Все кивали. Всех было много, двадцать человек с Самарской области. Еще столько же с нами ехало пацанов с Мордовии и к их акценту мы уже привыкли. Спокойно и незаметно имена начали меняться погремухами, погонялами и кличками. Законы армии, никем нигде не писанные, входили в жизнь через трясущийся старый вагон и наши, явно испуганные, головы.
Андрюха был Дунаев, и вполне понятно, кем стал дальше для всех остальных. Старого звали Олегом, годиков ему было почти двадцать пять, и все встало на место само по себе. Стёпа носил очень добрую фамилию Стёпкин и с ним все определилось также сразу. Почему Медведь оказался Медведем мы знать не знали, видно, сам так захотел.
Славка заведомо запасся блокнотом, где начал отмечать дни. Я, по собственной дурости, решил помочь украсить первый белый лист и, глядя на шеврон старлея, нарисовал ему нашего «коня», эмблему СКО ВВ МВД.
Просто так оно не прошло и на перрон Ахтырки спустился уже Художником.
Кубань, спецназ и Стёпа
Кубань пахла железкой, чем-то садово-сладким, скошенной травой и выхлопами тройки Камазов, стоявших за станцией. К грузовикам прилагались несколько суровых загорелых угланов с плечами в татуировках и лицами, обещавшими немедленное поедание.
— К машине! — наш старлей из доброго дядьки на глазах превращался почти в терминатора. — Самара, потом мордва!
Одежду мы не жалели, в армию все оделись так себе. Только Илюха, длинный, тощий и сивый, сверкал новым спортивным костюмом и кроссовками недельной давности. К слову — ширпотреб тогда был куда как хорош. Джинсы, купленные в девяносто шестом на отрадненском рынке не треснули даже когда напоролся на конец болта, торчавший из лавки в кузове.
— Все? — старлей подошел к борту. — Сдобнов!
— Я! — Славка как-то сразу все понял.
— Пересчитай.
Славка пересчитал и не нашел кого-то сбежавшим, все, видно, рвались служить.
— Поехали!
В кузов, мягко и опасно, запрыгнул детина с сильными плечами, в светлых афганских брюках, кроссовках и тельнике.
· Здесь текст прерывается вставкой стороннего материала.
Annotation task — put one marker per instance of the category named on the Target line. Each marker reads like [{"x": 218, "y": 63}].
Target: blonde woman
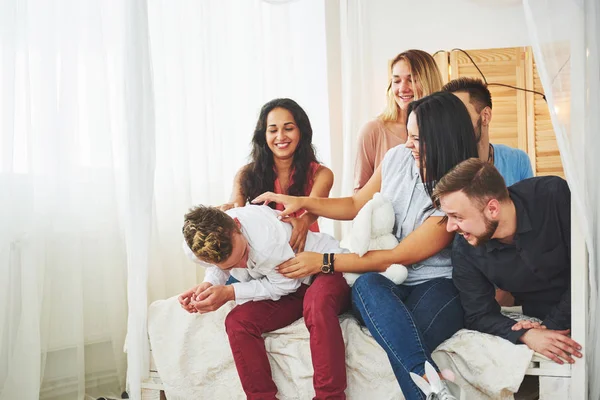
[{"x": 414, "y": 75}]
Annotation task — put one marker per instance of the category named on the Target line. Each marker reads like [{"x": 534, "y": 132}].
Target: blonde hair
[
  {"x": 208, "y": 232},
  {"x": 423, "y": 69},
  {"x": 479, "y": 180}
]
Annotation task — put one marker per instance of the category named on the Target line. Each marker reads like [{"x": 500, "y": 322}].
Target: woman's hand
[
  {"x": 228, "y": 206},
  {"x": 299, "y": 231},
  {"x": 304, "y": 264},
  {"x": 290, "y": 203}
]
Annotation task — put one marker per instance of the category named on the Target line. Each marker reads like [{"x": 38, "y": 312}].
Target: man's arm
[
  {"x": 526, "y": 170},
  {"x": 477, "y": 294},
  {"x": 559, "y": 317}
]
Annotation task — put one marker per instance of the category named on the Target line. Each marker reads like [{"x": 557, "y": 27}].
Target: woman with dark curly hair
[{"x": 283, "y": 161}]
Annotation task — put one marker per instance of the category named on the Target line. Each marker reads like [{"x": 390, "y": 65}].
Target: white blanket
[{"x": 192, "y": 354}]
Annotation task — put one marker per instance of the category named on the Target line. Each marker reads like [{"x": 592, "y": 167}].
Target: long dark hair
[
  {"x": 446, "y": 135},
  {"x": 259, "y": 175}
]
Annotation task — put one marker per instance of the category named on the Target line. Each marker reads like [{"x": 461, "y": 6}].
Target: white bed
[{"x": 192, "y": 354}]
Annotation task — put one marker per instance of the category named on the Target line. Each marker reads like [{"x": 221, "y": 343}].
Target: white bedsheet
[{"x": 193, "y": 357}]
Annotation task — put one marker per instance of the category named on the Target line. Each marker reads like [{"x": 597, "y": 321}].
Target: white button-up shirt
[{"x": 268, "y": 239}]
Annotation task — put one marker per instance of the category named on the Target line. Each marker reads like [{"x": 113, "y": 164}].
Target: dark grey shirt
[
  {"x": 401, "y": 184},
  {"x": 536, "y": 268}
]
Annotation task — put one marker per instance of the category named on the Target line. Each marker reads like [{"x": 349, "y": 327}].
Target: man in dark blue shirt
[{"x": 518, "y": 239}]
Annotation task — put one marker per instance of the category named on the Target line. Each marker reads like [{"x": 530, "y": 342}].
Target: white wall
[{"x": 393, "y": 26}]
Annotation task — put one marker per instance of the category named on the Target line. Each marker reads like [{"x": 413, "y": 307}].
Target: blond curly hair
[{"x": 208, "y": 232}]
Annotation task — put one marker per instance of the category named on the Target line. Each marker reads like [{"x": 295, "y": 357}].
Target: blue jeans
[{"x": 409, "y": 322}]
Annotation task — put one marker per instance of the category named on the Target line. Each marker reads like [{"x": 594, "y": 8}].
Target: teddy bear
[{"x": 372, "y": 229}]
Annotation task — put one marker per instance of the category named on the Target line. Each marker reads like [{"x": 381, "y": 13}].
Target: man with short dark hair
[
  {"x": 518, "y": 239},
  {"x": 514, "y": 164}
]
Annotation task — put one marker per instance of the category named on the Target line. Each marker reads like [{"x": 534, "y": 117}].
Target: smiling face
[
  {"x": 239, "y": 253},
  {"x": 402, "y": 84},
  {"x": 475, "y": 225},
  {"x": 412, "y": 141},
  {"x": 282, "y": 133}
]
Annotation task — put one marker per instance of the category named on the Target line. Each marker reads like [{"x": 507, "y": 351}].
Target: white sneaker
[{"x": 435, "y": 389}]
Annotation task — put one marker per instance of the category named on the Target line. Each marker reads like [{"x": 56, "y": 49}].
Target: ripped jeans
[{"x": 409, "y": 322}]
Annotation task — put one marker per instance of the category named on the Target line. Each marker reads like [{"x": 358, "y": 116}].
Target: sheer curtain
[
  {"x": 568, "y": 61},
  {"x": 65, "y": 123},
  {"x": 115, "y": 118}
]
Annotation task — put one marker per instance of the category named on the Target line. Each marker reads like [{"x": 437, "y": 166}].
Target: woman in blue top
[{"x": 409, "y": 320}]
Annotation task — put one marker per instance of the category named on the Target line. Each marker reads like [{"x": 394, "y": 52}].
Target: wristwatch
[{"x": 327, "y": 267}]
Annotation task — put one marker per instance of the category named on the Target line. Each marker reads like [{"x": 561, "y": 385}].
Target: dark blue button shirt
[{"x": 536, "y": 268}]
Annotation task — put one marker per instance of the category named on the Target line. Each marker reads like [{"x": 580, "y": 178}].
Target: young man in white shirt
[{"x": 249, "y": 243}]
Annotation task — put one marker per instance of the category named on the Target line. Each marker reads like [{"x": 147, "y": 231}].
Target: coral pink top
[
  {"x": 309, "y": 184},
  {"x": 375, "y": 139}
]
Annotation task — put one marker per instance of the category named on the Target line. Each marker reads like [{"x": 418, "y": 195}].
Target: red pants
[{"x": 319, "y": 304}]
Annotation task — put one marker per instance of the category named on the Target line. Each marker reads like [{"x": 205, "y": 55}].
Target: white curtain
[
  {"x": 115, "y": 118},
  {"x": 64, "y": 118},
  {"x": 565, "y": 38}
]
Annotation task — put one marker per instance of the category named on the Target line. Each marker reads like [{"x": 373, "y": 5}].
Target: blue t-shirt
[{"x": 513, "y": 164}]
— Здорово, пацаны! Есть курить?
Курить в основном оставалось у мордовских, и кто-то, скорее всего именно Илья, скинул тому две пачки.
— Шаришь. — Военный быстро завернул сигареты в китель, взявшийся как из воздуха. — Откуда кто?
— Тольятти. Рузаевка. Саранск.
Наш сопровождающий оказался откуда-то с Сызрани, но внимания на земляков почти не обращал.
— Где служишь? — поинтересовался Славка.
— Спецназ. Мы тут на выезде, сами увидите.
Почему-то все примолкли и просто смотрели за борт, где густо вихрилась пыль и из нее, совсем серая, вылезала морда следующей машины. Улицы станицы закончились, потекла трава с обеих сторон грунтовки, справа вдруг выплыли высоченные холмы.
— Горы?
— Сопки. Горы у моря, тут так, ерунда.
Спецназовец ни о чем особо не расспрашивал, так, что интересного случилось, сильно ли жизнь подорожала и все. Не пугал, не наезжал, ничего. Просто сидел, курил и отъехал куда-то в свои мысли.
Мысли, кстати, набегали на всех. Мысли странные, немного непонятные и, при этом, совершенно ясные. Как быть, что делать и вообще. Грунтовка, с каждой секундой сокращавшая расстояние от остатков нормальной жизни до самой армейки, давила внутри кузова молчанием. Молчали все, глядя кто куда, но в основном, ничего не замечая, в горячую кубанскую траву за бортом. Хотя большая часть смотрела просто под ноги.
После поворота налево машины прокатились по мосточку, еще раз повернули и встали. Мы скатились из кузова очень быстро, выстраиваясь, отряхиваясь и оглядываясь. Армия, не дожидаясь, пока мы привыкнем, ворвалась к нам сама и сразу.
Какие-то здания за стеной. Та самая сопка, торчавшая лохмато-зеленым медведем над ними. Поодаль — обычный свинарник с хрюшками, а напротив, с открытым движком, самый настоящий БТР в камуфляжных пятнах. Красный кирпич двухэтажки рядом и такой же, с большими окнами и примыкающим ангаром за ней.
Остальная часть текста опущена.